The “RIBA-II,” developed at a research center in Nagoya, was designed for use in nursing homes and assisted care facilities, which are rapidly expanding as the number of elderly increase in the country.
The wheeled robot has a smallish, bear-like head, which sits atop a thick torso with long, powerful arms. Video of the machine in action shows it bending over to nearly horizontal to pick up a mock patient from a futon mattress spread on the floor — a common sleeping arrangement in Japan.
“We visited care facilities and found that moving people around was the most tiring thing for workers,” said Yu Kato, a robot specialist at Tokai Rubber Industries.
Care workers in Japan lift patients an average of 40 times a day, according to RIKEN, a Japanese government-run research body that worked on the robot with Tokai Rubber.
Kato said the group plans to put the robot in facilities for testing next year, and begin sales from 2015. The current target price is around ¥6 million ($78,000).

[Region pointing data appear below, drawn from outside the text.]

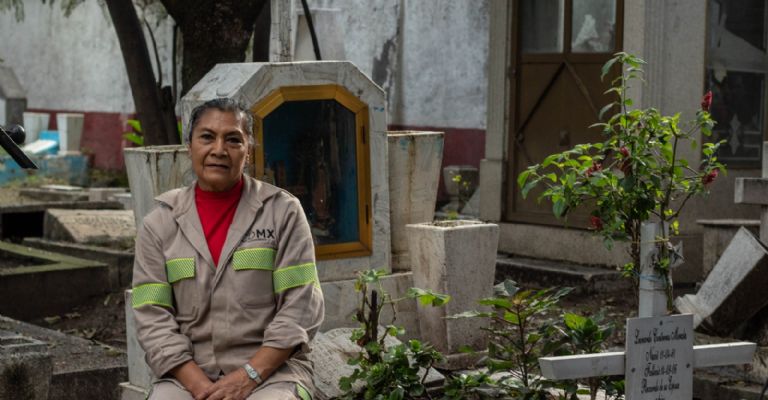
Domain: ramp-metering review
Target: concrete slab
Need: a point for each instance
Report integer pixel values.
(82, 369)
(545, 273)
(25, 367)
(20, 218)
(112, 228)
(119, 262)
(733, 291)
(36, 283)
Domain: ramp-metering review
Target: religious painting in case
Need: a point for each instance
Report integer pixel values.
(312, 141)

The machine can lift up to 80 kilograms (176 pounds) from ground level, wheelchairs and beds. It has sheets of a specially designed rubber sensor mesh along its arms and chest to provide feedback while carrying patients.

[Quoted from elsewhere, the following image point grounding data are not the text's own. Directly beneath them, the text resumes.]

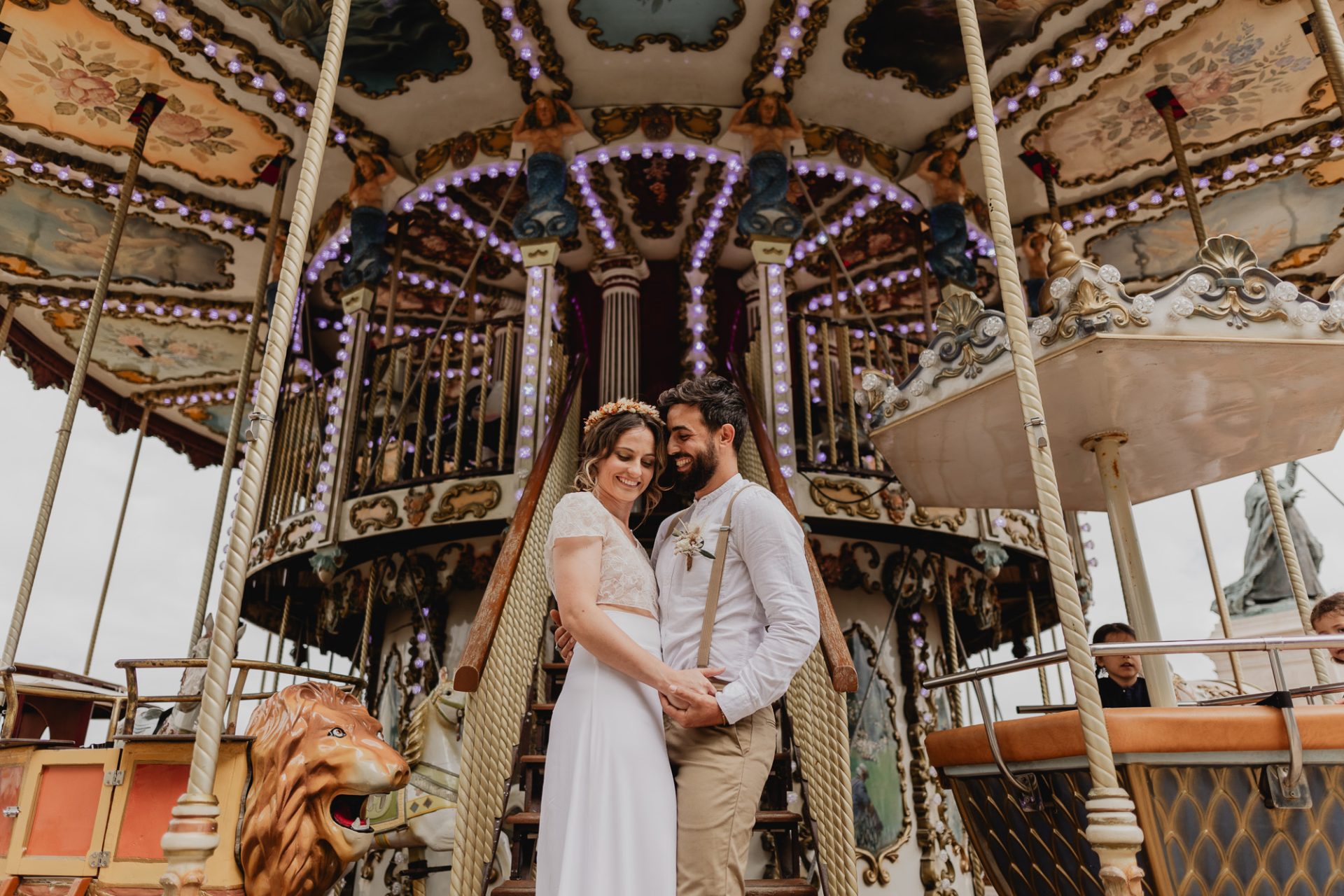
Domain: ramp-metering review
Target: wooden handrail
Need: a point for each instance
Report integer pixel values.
(839, 664)
(479, 640)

It is the second of the RIBA line, short for “Robot for Interactive Body Assistance.” The first model, announced in 2009, could move people up to 60 kilograms between a bed and a wheelchair. Built before the rubber mesh was invented, it had about 400 individual sensors to control its lifting, Kato said.
As robots gradually make their way into everyday society in Japan, care for the elderly is seen as a major application. There are insufficient workers to handle the aging population, and robots have been developed to wash, monitor and even entertain their wards.